The record low temperatures that were forecast for last week did not materialise. Last night it was supposed to only get down to 36 degrees and it got down to 32 instead...weathermen!!!
I took this picture several weeks ago, around the time I did my smudge pot post. I imagined that Napa was going to be in for a frosty April but no, it has just been cool and damp all month long. Of course, the scarcity of freezing overnight temperatures has been great for the vines, thank goodness.
Besides fans, the other primary method of frost protection in Napa vineyards is the utilisation of overhead sprinkler systems, designed to apply .11 inches of water per hour. Overhead sprinklers require upwards of 50 gallons of water per minute per acre: at this rate full protection of the vineyard to temperatures down into the mid-20s can be achieved. These systems derive their effectiveness from the latent heat of fusion which is given up as the water turns to ice on the vine. The mixture of ice and water maintains the bud at 32 degrees, just one critical degree above the point where bud damage begins. The sprinklers then continue until well after sunrise and subsequently the ice melts. This is a rather expensive method of frost protection and an adequate source of water is essential.
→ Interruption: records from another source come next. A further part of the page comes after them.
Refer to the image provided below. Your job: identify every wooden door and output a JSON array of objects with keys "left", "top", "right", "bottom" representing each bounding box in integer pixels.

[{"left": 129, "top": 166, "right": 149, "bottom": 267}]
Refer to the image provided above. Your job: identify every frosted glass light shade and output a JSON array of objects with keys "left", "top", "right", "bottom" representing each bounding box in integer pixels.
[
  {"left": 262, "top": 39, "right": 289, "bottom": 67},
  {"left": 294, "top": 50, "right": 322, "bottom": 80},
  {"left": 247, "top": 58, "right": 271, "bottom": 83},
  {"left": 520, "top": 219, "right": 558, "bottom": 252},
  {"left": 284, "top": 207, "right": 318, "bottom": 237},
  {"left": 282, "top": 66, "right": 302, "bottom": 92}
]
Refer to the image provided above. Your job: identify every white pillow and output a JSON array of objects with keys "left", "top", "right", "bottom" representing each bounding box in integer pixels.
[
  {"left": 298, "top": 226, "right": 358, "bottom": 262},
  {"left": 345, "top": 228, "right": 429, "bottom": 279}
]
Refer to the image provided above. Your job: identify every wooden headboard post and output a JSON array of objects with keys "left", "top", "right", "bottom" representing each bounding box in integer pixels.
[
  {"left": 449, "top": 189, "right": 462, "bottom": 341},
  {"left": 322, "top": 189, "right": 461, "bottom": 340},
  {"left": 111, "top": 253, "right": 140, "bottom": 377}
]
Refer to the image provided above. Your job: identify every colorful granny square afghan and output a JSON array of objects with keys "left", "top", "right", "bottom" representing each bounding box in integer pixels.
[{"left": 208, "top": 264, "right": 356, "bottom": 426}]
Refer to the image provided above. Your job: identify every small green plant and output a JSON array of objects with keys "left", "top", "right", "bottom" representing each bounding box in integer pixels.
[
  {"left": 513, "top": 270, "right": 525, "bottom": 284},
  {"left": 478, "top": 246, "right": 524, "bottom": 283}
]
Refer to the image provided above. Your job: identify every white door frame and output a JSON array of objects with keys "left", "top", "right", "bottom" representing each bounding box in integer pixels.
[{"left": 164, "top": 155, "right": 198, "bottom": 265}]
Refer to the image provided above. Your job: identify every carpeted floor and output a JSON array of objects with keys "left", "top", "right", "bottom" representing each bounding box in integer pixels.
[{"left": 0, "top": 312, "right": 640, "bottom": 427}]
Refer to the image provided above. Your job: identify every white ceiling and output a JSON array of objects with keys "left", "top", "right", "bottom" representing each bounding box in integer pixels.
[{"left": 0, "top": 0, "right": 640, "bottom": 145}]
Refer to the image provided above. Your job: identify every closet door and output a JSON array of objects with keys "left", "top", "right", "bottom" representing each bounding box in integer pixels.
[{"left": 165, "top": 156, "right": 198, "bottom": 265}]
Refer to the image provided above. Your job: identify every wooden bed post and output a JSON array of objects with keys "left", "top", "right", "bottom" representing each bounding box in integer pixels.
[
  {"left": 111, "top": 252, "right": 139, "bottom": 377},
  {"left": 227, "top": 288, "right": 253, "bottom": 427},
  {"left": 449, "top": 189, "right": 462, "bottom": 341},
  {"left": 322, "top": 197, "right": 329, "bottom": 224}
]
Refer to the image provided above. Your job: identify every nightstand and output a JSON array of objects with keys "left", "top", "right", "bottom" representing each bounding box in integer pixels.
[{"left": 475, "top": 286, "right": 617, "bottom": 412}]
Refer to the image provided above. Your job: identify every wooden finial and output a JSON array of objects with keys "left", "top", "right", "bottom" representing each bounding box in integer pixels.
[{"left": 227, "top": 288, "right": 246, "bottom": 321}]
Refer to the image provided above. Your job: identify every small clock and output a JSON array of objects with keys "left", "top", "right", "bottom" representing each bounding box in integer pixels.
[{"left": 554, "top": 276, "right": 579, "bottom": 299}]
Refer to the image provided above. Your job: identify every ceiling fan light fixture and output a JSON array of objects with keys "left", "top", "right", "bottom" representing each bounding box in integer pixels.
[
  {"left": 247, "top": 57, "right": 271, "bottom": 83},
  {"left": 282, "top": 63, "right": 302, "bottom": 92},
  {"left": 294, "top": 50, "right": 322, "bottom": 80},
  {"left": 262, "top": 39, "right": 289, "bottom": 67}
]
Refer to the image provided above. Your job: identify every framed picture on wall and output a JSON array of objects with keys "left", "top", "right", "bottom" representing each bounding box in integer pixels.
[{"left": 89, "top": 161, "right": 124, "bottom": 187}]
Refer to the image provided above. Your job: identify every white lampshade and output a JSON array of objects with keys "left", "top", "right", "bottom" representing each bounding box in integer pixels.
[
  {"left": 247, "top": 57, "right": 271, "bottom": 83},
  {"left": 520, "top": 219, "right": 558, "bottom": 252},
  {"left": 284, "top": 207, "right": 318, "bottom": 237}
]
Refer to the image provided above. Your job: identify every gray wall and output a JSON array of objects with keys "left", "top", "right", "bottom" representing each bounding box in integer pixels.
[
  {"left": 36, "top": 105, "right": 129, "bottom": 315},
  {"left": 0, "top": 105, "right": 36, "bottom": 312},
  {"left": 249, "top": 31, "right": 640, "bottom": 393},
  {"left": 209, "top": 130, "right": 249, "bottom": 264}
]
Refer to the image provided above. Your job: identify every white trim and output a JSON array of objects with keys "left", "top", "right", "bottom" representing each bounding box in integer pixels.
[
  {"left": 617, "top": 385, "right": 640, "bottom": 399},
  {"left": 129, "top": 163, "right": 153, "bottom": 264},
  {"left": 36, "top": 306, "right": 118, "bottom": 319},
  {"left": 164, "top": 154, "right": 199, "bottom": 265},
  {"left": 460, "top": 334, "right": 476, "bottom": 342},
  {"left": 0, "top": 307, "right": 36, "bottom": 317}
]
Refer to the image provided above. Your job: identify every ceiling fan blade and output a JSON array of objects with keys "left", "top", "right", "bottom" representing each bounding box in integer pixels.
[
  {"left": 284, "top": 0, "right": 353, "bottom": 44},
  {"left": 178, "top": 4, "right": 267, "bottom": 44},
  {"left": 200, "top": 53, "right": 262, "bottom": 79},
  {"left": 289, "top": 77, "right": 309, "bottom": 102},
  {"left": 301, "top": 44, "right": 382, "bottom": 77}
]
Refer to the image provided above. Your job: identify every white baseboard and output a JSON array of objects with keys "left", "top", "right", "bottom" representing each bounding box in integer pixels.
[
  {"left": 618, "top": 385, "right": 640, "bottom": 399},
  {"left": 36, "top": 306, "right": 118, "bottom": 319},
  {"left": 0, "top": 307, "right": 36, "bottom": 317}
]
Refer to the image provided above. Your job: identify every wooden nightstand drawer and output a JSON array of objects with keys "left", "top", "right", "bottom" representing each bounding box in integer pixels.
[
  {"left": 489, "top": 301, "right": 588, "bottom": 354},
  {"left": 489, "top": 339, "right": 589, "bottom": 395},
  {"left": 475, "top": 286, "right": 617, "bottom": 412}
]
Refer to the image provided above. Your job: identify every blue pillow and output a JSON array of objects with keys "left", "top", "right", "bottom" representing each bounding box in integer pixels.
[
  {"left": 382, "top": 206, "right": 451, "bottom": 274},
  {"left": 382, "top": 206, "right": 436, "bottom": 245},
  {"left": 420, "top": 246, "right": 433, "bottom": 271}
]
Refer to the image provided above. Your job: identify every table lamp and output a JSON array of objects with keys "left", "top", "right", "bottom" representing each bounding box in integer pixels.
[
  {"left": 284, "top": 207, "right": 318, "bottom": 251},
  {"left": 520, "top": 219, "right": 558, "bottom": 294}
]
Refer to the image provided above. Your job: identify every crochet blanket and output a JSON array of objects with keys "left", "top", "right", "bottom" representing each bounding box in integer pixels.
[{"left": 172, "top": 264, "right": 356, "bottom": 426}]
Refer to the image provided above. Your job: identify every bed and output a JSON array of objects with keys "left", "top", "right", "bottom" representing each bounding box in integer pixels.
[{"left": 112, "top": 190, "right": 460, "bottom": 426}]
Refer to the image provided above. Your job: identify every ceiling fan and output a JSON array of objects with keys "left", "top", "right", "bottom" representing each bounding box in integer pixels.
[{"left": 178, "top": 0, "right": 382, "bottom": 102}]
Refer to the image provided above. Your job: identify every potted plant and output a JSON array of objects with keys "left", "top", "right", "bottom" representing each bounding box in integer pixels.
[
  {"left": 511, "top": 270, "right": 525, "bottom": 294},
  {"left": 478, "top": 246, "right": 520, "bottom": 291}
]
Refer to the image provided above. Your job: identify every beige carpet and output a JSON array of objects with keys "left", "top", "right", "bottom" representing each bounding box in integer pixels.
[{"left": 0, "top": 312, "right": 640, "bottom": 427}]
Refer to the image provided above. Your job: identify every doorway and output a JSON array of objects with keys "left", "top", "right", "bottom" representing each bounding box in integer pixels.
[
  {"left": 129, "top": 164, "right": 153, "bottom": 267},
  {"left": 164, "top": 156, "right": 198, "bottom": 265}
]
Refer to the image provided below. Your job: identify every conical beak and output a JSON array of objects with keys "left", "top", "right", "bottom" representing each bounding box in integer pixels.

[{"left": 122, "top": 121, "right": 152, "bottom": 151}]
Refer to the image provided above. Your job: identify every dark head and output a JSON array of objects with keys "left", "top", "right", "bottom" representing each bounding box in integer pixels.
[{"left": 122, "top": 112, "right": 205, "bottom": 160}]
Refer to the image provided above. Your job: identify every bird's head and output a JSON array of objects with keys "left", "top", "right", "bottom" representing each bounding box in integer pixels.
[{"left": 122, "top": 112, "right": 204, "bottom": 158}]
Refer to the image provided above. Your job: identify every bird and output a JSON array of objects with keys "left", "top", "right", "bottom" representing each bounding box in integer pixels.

Sprinklers are however very quiet unlike the wind fans, and very clean unlike the smudge pots. The sprinklers can also be used at other times in the growing season for irrigation, heat suppression, and pest management. This year I am sure the sprinklers will be employed in the certain pesticide-death of the European Grapevine Moth.
Sprinkle liberally with water, add a dash of physics and you have the recipe for a successful harvest in the autumn.